Was ich mit all dem sagen will, ist, dass, wer mit den besseren Merkmalen ausgestattet ist, die notwendig sind, um ein bestimmtes Ziel zu erreichen (z.B. ein angehender Dolmetscher, der sehr gute Sprachkenntnisse hat und seinen Abschluss mit 1 machen möchte), sein Ziel auch ohne verbissen zu sein erreicht. Der Dolmetscher, der nur mittelmäßige Fremdsprachenkenntnisse hat, sich aber irre reinkniet, wird zwar besser abschneiden als seine Sprachkenntnisse es ihm eigentlich bescheinigen, aber ein 1er-Kandidat wird er wahrscheinlich dennoch nicht werden. Ich persönlich glaube, dass Verbissenheit eine Eigenschaft ist, die man nur entwickelt, wenn man auf einem Gebiet, auf dem man nicht besonders gut ist, exzellent sein will. In diesem Fall hilft nur eins: die Einsicht, dass dieses Ziel nicht den eigenen Fähigkeiten entspricht und sich Ziele zu stecken, die man auch tatsächlich erreichen kann. Aber Selbstüberschätzung ist leider eine schlimme Volkskrankheit...

PS: Damit möchte ich auf keinen Fall sagen, dass es schlecht ist, für seine Ziele zu kämpfen (und ruhig auch mal erbittert), aber man sollte sich eben vorher kritisch selbst befragen, ob man die Fähigkeiten hat, das gesteckte Ziel zu erreichen bzw. ob es nicht sinnvoller ist, sich ein angemessenes Ziel zu stecken.

7 Kommentare:

Anonym hat gesagt…

Dein Eindruck von Fady und Thomas trügt: Thomas hat mit härteren, unsauberen Bandagen gekämpft, Fady wurde wegen seines Fair play ausgeknockt!

Vero hat gesagt…

Tatsächlich? Das wäre mir neu... Ich habe DSDS nun nicht gerade intensiv verfolgt, aber ich wüsste nicht, inwiefern Thomas unsauber gekämpft hat. Und härter? Ich weiß nicht... er hat nie gesagt, dass er alles tun würde, um zu gewinnen, sondern immer betont, dass er abwartet, was passiert.
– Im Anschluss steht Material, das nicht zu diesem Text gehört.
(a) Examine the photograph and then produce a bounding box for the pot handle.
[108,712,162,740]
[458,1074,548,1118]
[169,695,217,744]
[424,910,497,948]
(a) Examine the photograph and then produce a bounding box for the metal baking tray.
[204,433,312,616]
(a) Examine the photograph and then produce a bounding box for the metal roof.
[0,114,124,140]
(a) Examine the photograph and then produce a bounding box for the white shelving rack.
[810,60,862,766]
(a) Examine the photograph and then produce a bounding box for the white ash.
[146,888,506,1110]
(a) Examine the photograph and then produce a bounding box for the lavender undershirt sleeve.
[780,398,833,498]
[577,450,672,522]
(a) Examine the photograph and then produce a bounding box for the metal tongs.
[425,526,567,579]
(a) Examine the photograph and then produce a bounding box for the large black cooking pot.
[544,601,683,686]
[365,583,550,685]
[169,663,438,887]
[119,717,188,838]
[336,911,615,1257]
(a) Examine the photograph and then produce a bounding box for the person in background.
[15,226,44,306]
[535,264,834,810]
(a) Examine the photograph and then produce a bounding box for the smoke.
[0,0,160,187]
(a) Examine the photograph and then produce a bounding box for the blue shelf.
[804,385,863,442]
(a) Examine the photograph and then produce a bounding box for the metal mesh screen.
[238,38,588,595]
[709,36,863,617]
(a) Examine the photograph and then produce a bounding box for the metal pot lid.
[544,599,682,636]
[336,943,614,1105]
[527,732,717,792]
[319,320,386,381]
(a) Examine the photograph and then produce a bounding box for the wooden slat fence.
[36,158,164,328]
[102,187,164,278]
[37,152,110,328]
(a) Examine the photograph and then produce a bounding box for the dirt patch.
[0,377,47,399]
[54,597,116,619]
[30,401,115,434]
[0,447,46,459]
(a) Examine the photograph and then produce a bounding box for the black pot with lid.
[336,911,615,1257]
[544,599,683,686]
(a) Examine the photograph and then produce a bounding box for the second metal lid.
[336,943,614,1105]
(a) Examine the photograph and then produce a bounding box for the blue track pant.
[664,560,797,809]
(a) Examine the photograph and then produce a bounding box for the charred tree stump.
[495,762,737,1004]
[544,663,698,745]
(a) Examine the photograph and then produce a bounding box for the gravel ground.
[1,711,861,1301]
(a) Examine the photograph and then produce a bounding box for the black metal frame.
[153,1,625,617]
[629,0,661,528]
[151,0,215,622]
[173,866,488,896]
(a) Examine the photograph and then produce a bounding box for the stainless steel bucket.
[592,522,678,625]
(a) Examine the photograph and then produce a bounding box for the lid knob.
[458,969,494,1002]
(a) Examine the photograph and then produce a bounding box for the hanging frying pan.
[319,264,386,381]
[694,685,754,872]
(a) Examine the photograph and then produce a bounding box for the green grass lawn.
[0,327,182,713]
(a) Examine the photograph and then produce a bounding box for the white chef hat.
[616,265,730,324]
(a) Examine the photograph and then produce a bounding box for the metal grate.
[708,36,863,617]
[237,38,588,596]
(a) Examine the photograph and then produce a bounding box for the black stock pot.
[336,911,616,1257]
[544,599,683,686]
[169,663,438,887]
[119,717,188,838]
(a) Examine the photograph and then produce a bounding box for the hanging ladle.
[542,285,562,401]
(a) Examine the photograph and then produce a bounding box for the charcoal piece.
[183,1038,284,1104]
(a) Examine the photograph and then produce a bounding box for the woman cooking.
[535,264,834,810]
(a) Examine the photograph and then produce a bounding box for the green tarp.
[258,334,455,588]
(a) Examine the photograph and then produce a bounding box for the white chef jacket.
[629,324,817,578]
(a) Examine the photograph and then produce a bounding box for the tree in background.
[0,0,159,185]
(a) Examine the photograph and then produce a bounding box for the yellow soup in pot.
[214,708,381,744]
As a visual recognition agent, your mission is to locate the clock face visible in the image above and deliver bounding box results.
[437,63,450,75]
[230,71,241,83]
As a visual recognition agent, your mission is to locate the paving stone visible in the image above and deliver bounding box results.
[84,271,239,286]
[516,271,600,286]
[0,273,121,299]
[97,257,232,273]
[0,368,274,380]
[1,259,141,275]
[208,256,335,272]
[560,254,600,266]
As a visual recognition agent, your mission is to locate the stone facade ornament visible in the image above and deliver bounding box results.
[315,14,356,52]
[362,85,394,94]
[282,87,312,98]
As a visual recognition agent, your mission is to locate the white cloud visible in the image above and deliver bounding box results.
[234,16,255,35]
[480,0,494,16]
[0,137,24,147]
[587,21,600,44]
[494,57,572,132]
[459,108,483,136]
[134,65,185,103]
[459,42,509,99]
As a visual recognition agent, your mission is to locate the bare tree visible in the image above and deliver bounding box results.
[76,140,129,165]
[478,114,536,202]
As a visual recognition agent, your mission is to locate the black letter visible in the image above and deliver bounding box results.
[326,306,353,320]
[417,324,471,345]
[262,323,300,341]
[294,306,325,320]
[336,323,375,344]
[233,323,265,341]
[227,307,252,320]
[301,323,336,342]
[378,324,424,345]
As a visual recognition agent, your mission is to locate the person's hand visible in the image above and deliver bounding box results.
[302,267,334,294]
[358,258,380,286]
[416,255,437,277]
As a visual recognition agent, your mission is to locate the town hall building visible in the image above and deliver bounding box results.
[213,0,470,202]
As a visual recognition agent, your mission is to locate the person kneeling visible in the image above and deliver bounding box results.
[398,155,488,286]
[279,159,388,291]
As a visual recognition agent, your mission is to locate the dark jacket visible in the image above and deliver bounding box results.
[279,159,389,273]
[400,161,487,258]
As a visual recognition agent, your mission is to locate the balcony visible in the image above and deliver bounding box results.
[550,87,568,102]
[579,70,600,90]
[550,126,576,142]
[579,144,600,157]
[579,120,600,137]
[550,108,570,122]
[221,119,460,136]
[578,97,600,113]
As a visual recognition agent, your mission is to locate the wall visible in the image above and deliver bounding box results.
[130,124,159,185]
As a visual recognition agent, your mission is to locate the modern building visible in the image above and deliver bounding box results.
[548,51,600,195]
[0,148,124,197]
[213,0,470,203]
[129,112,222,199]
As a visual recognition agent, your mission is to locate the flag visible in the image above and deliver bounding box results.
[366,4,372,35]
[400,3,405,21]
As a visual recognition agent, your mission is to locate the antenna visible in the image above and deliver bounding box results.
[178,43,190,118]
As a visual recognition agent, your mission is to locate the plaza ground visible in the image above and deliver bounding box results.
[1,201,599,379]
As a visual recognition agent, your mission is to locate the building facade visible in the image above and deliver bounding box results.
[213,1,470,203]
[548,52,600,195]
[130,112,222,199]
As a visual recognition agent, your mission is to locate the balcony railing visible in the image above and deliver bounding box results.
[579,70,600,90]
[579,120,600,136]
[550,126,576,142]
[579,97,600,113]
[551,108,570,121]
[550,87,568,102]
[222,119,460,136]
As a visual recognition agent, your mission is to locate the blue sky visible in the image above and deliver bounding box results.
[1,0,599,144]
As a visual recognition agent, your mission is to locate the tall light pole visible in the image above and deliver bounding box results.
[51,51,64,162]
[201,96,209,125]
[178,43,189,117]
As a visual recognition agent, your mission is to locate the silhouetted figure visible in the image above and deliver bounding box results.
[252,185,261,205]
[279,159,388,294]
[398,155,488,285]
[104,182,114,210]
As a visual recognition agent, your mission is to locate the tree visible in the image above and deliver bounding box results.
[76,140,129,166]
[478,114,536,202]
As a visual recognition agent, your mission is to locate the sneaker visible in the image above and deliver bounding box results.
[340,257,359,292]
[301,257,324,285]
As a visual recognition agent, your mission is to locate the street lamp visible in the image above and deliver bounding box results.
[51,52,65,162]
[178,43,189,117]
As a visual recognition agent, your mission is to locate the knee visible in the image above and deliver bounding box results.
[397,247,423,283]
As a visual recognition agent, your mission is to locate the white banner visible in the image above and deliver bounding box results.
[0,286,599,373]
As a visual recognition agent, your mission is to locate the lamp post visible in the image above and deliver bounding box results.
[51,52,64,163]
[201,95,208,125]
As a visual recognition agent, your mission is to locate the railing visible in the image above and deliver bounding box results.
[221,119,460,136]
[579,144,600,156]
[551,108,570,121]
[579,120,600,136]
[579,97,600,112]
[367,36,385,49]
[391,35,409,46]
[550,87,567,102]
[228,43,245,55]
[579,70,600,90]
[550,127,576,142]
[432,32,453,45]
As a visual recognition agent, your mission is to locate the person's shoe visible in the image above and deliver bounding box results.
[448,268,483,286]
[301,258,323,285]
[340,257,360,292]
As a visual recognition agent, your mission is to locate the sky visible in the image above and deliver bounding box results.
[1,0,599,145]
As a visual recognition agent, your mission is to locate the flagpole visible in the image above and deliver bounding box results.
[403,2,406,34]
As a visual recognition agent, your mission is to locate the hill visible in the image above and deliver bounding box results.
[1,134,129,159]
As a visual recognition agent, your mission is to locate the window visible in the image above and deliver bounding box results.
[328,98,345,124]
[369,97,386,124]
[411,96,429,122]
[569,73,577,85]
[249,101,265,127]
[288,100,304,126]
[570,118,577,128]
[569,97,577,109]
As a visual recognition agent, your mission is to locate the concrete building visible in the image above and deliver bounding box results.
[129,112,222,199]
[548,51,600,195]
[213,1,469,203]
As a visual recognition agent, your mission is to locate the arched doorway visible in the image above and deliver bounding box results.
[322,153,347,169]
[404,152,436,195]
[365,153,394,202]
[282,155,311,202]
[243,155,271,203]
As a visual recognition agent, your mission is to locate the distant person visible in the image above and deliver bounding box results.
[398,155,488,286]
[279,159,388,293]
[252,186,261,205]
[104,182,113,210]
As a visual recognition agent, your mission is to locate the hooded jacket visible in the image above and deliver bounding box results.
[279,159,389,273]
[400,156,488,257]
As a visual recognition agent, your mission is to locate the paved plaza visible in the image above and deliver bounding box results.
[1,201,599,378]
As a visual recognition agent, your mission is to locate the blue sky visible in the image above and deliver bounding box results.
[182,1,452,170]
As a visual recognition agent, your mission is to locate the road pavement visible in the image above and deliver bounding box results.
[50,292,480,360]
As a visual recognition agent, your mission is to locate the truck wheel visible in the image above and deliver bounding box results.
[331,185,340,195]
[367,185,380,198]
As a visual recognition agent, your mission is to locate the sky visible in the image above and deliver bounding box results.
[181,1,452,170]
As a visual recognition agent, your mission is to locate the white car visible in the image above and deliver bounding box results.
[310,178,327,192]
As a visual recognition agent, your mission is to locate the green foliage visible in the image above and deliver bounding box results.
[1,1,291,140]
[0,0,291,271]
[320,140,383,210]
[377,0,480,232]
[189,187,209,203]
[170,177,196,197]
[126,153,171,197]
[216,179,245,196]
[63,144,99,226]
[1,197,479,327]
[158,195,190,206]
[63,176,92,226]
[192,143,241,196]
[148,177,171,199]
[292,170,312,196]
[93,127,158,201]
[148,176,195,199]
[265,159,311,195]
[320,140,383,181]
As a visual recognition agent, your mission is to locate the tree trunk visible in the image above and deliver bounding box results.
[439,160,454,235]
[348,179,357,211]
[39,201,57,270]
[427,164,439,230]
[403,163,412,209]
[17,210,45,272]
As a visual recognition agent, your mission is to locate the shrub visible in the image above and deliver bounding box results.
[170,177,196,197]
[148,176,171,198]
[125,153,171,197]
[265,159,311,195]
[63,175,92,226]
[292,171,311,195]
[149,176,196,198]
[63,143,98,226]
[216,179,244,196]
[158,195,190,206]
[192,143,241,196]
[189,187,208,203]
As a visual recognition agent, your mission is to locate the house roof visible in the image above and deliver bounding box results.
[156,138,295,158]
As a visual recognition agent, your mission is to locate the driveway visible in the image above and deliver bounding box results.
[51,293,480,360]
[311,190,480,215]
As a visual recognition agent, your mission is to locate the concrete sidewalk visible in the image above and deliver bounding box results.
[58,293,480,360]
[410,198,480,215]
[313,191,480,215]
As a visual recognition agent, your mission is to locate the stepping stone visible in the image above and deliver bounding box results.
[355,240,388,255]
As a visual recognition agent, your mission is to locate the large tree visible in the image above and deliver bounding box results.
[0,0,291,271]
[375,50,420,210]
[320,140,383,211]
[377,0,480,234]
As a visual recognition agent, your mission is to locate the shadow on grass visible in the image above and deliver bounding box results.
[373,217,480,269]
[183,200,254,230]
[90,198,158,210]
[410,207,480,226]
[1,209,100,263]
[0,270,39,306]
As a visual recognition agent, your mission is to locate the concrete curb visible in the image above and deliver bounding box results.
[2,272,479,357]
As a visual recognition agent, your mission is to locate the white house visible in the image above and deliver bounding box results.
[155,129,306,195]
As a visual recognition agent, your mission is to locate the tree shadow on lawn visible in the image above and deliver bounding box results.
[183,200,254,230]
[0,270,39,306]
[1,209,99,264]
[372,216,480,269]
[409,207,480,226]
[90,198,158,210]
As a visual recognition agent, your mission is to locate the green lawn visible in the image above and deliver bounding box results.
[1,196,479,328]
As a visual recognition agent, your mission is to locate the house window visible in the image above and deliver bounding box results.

Und Fairplay war das bei Fady auch nicht (obwohl das vermutlich nicht ihm, sondern den Machern von DSDS zuzuschreiben ist) - ich meine, immer wieder auf die Tränendrüse zu drücken von wegen Bürgerkrieg usw., das rückt auch nicht gerade die gesangliche Leistung in den Vordergrund.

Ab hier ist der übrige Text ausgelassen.